Thursday 26 March 2015

Games that changed the industry #7 The Elder Scrolls IV: Oblivion

Imagine yourself locked in a prison cell when, totally inexplicably, the emperor of your world appears before you looking for an escape route through your cell. Naturally you follow him with the hope of getting out only to see that he meets a nasty end at the hands of some assassins. Before he dies, he tells you to take a message out into the world. Okay you say, I could do that. After arriving outside in this world however, all of a sudden you get a desire to become a thief and forget all about the emperor and his lousy last wish.

Image credit: Gamefaqs
That is Oblivion. Or at least it’s one of many different ways that you could start it. Like GTA:San Andreas (which I looked at a few weeks back), Oblivion is a game that really showed off what gaming could be.

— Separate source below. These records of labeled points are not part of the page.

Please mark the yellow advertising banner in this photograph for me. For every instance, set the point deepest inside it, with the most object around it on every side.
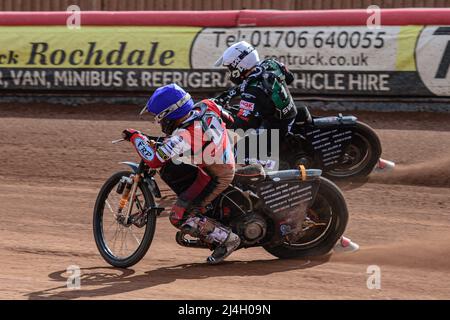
(96, 47)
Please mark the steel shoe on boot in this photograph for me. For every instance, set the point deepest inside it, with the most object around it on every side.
(225, 249)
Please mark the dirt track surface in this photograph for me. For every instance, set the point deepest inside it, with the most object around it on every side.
(54, 160)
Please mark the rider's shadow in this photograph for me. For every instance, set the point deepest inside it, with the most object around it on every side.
(106, 281)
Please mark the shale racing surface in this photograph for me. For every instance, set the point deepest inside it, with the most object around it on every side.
(54, 160)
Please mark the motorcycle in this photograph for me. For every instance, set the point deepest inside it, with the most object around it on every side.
(290, 213)
(341, 146)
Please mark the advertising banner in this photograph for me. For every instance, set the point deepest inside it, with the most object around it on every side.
(411, 60)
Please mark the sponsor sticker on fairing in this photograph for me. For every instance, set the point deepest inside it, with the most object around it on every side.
(250, 106)
(145, 151)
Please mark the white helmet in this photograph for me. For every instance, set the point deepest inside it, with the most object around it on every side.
(238, 58)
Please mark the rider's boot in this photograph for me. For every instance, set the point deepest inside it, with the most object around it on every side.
(346, 245)
(214, 233)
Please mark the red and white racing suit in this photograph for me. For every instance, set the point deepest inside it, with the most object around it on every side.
(201, 139)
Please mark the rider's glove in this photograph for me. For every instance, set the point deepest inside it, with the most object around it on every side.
(128, 133)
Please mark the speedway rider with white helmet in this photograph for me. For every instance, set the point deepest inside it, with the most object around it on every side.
(265, 98)
(262, 85)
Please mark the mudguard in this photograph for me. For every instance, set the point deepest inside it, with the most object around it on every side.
(151, 183)
(287, 195)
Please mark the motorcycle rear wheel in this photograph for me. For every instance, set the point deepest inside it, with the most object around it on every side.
(363, 153)
(108, 253)
(330, 202)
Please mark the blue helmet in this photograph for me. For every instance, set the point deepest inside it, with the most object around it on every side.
(170, 102)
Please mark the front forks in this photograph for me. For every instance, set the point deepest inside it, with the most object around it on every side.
(128, 197)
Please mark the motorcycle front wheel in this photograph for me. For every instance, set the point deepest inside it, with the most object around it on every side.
(329, 215)
(123, 244)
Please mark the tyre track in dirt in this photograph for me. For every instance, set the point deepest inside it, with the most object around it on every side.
(53, 161)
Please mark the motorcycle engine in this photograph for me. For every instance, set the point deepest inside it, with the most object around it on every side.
(237, 210)
(251, 228)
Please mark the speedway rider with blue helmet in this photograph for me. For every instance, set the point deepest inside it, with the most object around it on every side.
(181, 120)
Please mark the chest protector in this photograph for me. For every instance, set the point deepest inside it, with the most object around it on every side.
(270, 77)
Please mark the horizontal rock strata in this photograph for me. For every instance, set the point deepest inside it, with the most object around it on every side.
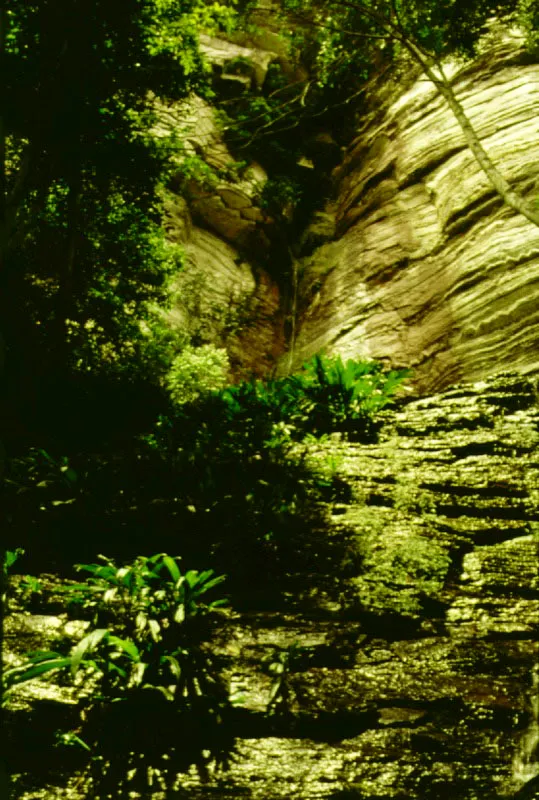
(428, 268)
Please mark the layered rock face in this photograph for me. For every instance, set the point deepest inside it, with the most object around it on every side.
(404, 663)
(409, 667)
(428, 268)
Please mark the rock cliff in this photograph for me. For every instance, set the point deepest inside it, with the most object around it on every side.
(416, 261)
(428, 268)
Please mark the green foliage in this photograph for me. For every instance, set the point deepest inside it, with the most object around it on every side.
(145, 670)
(151, 660)
(86, 257)
(36, 666)
(280, 194)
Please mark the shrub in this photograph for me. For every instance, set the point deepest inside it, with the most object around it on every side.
(152, 687)
(196, 371)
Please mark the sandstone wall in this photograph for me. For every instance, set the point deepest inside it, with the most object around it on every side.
(428, 268)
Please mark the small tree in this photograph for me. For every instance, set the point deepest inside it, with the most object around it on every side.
(359, 37)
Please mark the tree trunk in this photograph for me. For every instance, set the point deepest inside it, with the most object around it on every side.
(511, 198)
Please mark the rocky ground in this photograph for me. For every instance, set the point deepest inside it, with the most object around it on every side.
(409, 652)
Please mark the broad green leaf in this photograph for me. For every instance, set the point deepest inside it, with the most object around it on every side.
(86, 645)
(127, 646)
(172, 567)
(155, 629)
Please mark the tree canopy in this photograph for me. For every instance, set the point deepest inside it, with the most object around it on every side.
(83, 252)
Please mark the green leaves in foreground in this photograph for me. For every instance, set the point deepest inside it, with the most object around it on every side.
(145, 670)
(37, 665)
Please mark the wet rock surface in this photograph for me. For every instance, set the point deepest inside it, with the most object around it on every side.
(411, 675)
(427, 266)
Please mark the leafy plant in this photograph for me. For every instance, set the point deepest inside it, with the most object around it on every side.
(36, 666)
(157, 621)
(196, 371)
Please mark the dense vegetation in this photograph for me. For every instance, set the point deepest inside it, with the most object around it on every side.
(121, 438)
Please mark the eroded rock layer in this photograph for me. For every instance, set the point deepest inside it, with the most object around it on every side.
(428, 268)
(407, 645)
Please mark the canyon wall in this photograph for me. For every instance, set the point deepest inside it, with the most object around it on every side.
(416, 261)
(428, 268)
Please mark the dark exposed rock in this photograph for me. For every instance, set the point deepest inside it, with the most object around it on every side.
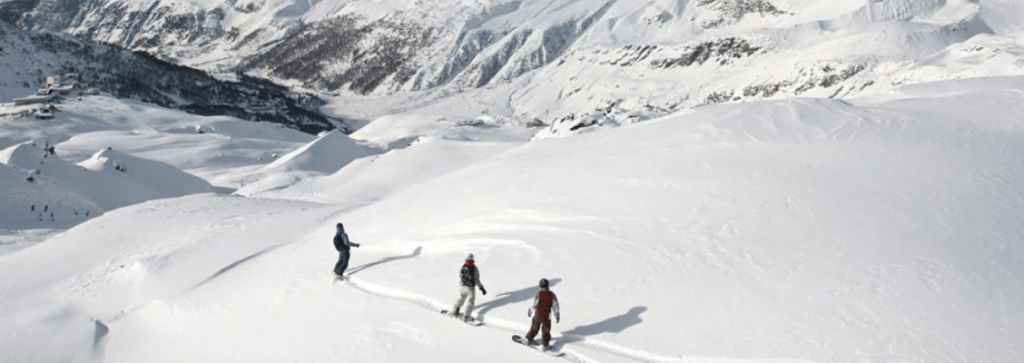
(721, 50)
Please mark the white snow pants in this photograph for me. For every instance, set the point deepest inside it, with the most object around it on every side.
(466, 292)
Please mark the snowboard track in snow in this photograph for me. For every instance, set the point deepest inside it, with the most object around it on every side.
(434, 306)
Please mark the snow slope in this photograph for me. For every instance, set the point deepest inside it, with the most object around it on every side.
(875, 230)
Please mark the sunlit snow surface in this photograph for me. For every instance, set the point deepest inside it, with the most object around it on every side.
(882, 230)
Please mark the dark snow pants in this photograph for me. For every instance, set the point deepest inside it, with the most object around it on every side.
(342, 263)
(543, 324)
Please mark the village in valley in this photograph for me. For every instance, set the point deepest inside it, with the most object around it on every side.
(43, 103)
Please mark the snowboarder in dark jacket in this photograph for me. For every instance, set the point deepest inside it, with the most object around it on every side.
(545, 305)
(342, 244)
(469, 278)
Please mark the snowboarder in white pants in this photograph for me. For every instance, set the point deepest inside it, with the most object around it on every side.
(469, 278)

As one of the first games to be released on the 360/PS3 generation of consoles, Oblivion set the bar for graphics, voice acting and gameplay extremely high. It also took the RPG genre to a new level, encompassing a huge free roaming world, with more customisable traits than I have time to mention. TES IV blew everything before it away.

Image credit: Wikipedia

The most impressive aspect of this game however is a point that I mentioned before: the amount of choice you were given not just in customising your character, but also in how the game played out was truly impressive. If you wanted to do the main quest before touching the rest of the game, that was fine. Equally though, if you never wanted to do the main quest, you didn’t have to, and your experience of the game would have been at least as good.


Oblivion made the technical jump everyone was expecting for a new generation game, but what made it so special was the enormity of the world it put before you. And if that wasn’t enough, it made way for a pretty special follow up as well – a certain Skyrim, or something?

Tuesday 24 March 2015

Games that changed the industry #6 Halo 2

Since the mid 70’s it has been possible to play games against other people. By the early 90’s there were systems in place to allow for gaming over an online network.

Yet, 1994 there was only mere quarter of a million subscribers to the ‘Sega Channel’, but as of April 2013 there were an estimated 143.6 million online gamers worldwide. Obviously, there have been many different factors in affecting the mass rise in online gamers but I think one of the most significant was the rise of Xbox Live in 2002 but more specifically, the release of Halo 2 at the end of 2004.

In many ways Halo 2 is a largely forgettable game. Arguably the least memorable single player campaign in a very successful franchise and as such by no means defining in the first person shooter genre. It cannot claim to have brought a new level of graphics that was seen by the Xbox 360/PS3 generation of gaming. On several fronts, it is distinctly average.

Not that forgettable though.


Of course, I would not be writing about it if it was not influential and the effect of the mass success of the game’s online multiplayer cannot possibly be overstated. The huge amount of players to pick up the online gaming mantle was simply immense. With a wide range of maps and weapons that built upon the solid foundations laid down by the single player campaign, it cannot be seen as at all surprising.

Try now imagining turning on any console without at least the option to get yourself online. It is, frankly, unthinkable, and if anyone were to suggest that it was, you’d probably think they’d been hidden under the rock for the past ten years.


Not everyone loved Halo and just as many still don't care for Xbox Live, but you’d be hard pressed to find a gamer who doesn’t see the importance of online gaming and that is what Halo 2 gave the industry.